El memorable e inolvidable escritor, humorista y periodista argentino Roberto Fontanarrosa escribió en 1982 el cuento, después publicado en su libro El mundo ha vivido equivocado, y otros cuentos, “¡Qué lástima, Cattamaranccio!”, una narración en la que parece, en tercer o cuarto plano, se está desarrollando una conflagración mundial, un cruce de bombas atómicas, mientras el relator, que parece ser el prodictadura argentina José María Muñoz, con su alienada omnipotencia, minimiza o va dejando atrás esas terribles noticias, para anoticiarnos de un córner, de un lesionado, de un casi gol de Cattamarancio.

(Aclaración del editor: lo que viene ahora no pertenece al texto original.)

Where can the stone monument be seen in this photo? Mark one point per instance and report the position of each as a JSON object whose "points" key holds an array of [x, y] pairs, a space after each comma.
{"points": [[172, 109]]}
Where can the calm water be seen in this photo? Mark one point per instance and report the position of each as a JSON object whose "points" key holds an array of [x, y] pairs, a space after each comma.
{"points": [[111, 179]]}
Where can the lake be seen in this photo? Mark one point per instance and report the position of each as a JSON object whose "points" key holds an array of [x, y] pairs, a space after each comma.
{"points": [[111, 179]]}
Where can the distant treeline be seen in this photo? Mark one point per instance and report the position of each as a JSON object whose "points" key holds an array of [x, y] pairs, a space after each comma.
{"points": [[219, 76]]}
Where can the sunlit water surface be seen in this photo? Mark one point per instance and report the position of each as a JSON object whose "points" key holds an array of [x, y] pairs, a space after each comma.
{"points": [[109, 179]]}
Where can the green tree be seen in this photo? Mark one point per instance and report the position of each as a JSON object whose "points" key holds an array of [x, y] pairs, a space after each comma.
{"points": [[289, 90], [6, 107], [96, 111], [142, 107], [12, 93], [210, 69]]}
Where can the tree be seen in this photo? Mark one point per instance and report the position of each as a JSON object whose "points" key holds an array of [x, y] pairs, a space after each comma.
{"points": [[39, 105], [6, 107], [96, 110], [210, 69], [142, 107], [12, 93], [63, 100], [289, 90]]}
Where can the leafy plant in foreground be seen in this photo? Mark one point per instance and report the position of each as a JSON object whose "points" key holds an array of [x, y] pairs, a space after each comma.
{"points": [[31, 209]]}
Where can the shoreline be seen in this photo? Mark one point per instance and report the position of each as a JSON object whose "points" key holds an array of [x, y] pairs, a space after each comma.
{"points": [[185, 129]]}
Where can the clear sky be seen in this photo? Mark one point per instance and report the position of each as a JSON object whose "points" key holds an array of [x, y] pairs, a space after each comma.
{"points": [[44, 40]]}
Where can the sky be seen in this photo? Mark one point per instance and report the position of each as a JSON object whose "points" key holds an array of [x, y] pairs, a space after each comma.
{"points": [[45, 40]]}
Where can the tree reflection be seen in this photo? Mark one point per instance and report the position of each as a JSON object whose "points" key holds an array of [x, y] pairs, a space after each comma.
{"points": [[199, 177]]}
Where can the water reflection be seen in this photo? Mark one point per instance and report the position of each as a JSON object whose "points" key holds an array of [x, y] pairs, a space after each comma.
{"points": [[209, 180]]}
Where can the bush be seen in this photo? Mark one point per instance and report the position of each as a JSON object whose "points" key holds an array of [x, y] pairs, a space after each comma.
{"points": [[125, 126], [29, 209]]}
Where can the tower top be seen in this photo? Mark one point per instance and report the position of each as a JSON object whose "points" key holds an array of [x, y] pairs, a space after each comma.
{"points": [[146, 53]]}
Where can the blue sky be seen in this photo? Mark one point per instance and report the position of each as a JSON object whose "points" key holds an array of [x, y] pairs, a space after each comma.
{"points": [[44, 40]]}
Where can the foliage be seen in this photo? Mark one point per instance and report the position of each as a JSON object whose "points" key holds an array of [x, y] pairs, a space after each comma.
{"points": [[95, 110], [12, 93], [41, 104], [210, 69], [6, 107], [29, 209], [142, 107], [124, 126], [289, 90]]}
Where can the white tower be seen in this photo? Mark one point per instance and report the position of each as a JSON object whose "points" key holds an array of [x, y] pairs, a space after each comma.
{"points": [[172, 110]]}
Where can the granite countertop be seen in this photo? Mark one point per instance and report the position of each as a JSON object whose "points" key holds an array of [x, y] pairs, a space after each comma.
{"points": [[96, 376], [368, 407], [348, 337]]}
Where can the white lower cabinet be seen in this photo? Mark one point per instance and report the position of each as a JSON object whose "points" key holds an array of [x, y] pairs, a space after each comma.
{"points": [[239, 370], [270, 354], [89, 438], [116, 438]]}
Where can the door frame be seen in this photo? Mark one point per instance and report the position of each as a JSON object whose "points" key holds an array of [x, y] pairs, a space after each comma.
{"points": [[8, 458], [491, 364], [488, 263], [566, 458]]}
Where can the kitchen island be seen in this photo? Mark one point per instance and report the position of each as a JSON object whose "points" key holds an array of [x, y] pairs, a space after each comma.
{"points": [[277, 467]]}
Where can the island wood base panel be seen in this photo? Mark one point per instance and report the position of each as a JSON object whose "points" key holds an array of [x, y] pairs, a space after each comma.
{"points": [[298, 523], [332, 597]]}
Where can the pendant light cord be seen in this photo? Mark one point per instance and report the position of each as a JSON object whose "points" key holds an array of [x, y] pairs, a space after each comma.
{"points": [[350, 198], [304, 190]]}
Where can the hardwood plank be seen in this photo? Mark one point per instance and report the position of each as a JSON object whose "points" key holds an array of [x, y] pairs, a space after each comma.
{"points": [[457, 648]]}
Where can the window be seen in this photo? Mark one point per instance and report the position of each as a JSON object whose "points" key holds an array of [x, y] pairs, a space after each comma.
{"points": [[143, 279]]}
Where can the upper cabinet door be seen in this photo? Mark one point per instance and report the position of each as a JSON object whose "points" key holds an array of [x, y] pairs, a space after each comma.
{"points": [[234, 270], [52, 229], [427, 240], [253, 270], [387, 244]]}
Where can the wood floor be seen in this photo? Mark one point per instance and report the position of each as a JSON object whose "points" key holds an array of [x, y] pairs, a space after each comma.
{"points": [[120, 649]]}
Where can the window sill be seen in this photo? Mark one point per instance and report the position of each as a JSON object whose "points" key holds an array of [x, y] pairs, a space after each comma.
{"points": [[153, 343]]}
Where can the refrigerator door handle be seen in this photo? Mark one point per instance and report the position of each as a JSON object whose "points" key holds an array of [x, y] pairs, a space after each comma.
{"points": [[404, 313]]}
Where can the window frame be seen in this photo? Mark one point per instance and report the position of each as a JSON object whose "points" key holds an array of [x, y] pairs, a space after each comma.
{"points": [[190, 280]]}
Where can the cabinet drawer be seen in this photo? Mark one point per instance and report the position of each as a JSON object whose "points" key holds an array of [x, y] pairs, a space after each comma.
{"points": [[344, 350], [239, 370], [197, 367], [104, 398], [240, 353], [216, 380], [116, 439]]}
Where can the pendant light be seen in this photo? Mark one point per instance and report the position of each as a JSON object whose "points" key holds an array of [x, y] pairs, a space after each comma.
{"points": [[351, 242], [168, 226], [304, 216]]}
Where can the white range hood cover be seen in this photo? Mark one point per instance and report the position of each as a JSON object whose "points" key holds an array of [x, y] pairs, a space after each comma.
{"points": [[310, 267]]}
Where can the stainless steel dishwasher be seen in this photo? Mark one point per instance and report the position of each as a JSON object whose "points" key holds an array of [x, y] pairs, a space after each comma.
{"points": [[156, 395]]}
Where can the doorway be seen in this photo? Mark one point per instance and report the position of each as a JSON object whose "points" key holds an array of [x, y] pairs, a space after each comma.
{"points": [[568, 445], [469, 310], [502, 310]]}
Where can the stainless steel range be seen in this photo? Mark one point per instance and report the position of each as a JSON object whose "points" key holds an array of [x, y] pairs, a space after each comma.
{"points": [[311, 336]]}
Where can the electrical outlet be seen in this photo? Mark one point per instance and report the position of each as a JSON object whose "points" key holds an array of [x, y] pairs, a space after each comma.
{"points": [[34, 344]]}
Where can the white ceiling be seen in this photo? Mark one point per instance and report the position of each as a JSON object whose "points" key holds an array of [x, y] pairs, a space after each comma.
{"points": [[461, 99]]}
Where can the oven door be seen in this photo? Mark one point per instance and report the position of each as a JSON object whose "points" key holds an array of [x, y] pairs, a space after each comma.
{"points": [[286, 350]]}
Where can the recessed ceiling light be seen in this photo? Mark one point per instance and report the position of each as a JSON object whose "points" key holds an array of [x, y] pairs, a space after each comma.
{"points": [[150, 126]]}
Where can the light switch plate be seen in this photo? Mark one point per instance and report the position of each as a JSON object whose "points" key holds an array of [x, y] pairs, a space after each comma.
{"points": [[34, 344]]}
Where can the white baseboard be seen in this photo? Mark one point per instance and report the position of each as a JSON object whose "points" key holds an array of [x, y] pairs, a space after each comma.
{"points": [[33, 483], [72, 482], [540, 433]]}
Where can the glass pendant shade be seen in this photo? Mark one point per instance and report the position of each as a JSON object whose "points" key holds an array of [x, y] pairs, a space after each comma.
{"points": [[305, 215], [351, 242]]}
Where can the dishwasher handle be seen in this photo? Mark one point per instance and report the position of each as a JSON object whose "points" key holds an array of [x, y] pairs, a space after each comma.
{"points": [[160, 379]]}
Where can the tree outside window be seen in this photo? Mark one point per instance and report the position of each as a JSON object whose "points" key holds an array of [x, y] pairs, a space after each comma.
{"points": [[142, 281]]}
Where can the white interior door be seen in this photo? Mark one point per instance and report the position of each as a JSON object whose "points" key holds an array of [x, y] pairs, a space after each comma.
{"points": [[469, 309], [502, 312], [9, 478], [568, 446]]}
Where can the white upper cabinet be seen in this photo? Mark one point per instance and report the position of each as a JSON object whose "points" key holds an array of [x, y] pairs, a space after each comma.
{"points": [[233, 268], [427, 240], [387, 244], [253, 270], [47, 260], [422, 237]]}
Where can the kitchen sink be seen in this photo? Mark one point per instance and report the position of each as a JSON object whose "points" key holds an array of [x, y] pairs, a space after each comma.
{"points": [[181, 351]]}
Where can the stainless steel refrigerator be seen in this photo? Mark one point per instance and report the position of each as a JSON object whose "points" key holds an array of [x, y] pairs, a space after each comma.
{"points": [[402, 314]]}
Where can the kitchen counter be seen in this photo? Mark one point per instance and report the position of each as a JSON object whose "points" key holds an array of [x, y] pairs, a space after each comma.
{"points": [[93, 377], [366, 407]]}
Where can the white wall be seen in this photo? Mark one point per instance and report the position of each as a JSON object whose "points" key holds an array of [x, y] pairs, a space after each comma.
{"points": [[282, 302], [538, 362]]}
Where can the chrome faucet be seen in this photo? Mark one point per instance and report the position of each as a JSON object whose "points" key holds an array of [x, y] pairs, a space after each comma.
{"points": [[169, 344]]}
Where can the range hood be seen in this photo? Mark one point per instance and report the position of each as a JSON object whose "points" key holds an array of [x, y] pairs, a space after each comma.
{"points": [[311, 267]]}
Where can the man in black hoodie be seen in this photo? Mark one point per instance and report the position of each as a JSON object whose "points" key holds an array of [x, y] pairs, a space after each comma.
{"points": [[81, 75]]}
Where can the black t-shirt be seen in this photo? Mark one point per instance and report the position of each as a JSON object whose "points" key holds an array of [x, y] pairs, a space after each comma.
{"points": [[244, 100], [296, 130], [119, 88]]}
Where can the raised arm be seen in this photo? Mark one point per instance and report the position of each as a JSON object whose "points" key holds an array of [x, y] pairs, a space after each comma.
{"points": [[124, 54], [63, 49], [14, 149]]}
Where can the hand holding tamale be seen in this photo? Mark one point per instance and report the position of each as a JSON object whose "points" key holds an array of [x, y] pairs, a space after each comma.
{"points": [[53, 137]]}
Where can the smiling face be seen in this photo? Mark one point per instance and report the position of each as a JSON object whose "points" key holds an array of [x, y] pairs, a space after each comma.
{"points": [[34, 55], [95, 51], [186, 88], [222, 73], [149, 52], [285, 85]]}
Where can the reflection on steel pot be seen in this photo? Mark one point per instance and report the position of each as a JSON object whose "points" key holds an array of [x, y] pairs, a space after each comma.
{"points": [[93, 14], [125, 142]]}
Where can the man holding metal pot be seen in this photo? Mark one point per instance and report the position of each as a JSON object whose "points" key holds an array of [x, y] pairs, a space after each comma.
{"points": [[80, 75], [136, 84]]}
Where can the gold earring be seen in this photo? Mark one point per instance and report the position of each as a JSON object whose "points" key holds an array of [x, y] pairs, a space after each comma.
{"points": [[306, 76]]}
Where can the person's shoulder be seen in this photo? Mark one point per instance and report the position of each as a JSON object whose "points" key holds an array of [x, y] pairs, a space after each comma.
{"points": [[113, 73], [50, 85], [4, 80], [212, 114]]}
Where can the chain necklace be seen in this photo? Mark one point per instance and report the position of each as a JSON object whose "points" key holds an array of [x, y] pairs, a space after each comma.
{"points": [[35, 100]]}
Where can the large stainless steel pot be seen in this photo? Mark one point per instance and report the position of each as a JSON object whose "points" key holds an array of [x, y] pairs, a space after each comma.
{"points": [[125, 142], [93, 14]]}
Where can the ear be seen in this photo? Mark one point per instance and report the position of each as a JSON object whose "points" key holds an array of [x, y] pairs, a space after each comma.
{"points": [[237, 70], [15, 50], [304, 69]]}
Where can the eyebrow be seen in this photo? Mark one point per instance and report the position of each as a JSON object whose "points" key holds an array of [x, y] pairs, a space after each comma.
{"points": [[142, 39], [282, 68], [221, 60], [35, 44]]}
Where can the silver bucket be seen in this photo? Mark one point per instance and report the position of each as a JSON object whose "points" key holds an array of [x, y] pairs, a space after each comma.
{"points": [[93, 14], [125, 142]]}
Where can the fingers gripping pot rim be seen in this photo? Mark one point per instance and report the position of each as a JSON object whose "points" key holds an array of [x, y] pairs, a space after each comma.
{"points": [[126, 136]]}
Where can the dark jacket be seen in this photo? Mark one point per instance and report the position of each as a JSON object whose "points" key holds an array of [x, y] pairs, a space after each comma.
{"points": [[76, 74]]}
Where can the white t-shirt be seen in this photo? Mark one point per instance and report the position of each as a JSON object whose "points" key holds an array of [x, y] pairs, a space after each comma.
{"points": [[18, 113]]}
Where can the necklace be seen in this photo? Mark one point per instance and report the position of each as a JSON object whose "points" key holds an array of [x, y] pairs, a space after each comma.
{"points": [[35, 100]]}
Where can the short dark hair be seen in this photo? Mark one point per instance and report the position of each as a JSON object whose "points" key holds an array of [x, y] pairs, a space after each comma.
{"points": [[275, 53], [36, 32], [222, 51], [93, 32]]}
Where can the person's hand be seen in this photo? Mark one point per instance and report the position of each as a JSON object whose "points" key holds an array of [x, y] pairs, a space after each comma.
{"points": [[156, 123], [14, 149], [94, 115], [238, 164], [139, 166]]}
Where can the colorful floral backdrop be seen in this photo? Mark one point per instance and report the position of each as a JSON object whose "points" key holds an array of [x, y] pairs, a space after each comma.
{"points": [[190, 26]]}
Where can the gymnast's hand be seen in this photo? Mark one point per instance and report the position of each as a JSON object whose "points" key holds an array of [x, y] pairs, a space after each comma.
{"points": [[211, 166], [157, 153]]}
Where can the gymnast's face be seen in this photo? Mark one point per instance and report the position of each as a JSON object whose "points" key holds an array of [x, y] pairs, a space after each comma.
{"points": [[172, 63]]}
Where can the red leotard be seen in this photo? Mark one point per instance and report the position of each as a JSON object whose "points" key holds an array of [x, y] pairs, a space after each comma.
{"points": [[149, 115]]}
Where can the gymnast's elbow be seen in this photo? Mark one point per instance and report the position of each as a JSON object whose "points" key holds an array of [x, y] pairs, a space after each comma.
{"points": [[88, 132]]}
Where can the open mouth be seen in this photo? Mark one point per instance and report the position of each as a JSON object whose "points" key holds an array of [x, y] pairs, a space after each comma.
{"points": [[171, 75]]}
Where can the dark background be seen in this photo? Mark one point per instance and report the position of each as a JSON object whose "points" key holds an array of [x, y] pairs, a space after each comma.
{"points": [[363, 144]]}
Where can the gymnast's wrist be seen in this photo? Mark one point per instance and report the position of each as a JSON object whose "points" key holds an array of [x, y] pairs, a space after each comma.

El fútbol, primero juego, después deporte y un paso más allá competencia, recién pasó a su categoría máxima cuando el pueblo, los pueblos del mundo, se lo apropiaron para hacerlo su espectáculo.

Cuando ese espectáculo ha sido usado como brazo de las dictaduras, del despotismo, de la injusticia social, el pueblo, los pueblos, han sabido darle el lugar que corresponde al fútbol en nuestra vida.

Por estos días el fútbol se juega, en su peor fase de estadio capitalista, para cumplir con compromisos con multinacionales, que ya han pago por un producto imposible cuando la vida está en juego, bien por la pandemia, bien por las furibundas formas represivas que han adquirido algunos gobiernos –Colombia, como ejemplo, en estos días- para aplanar protestas sociales y no revueltas.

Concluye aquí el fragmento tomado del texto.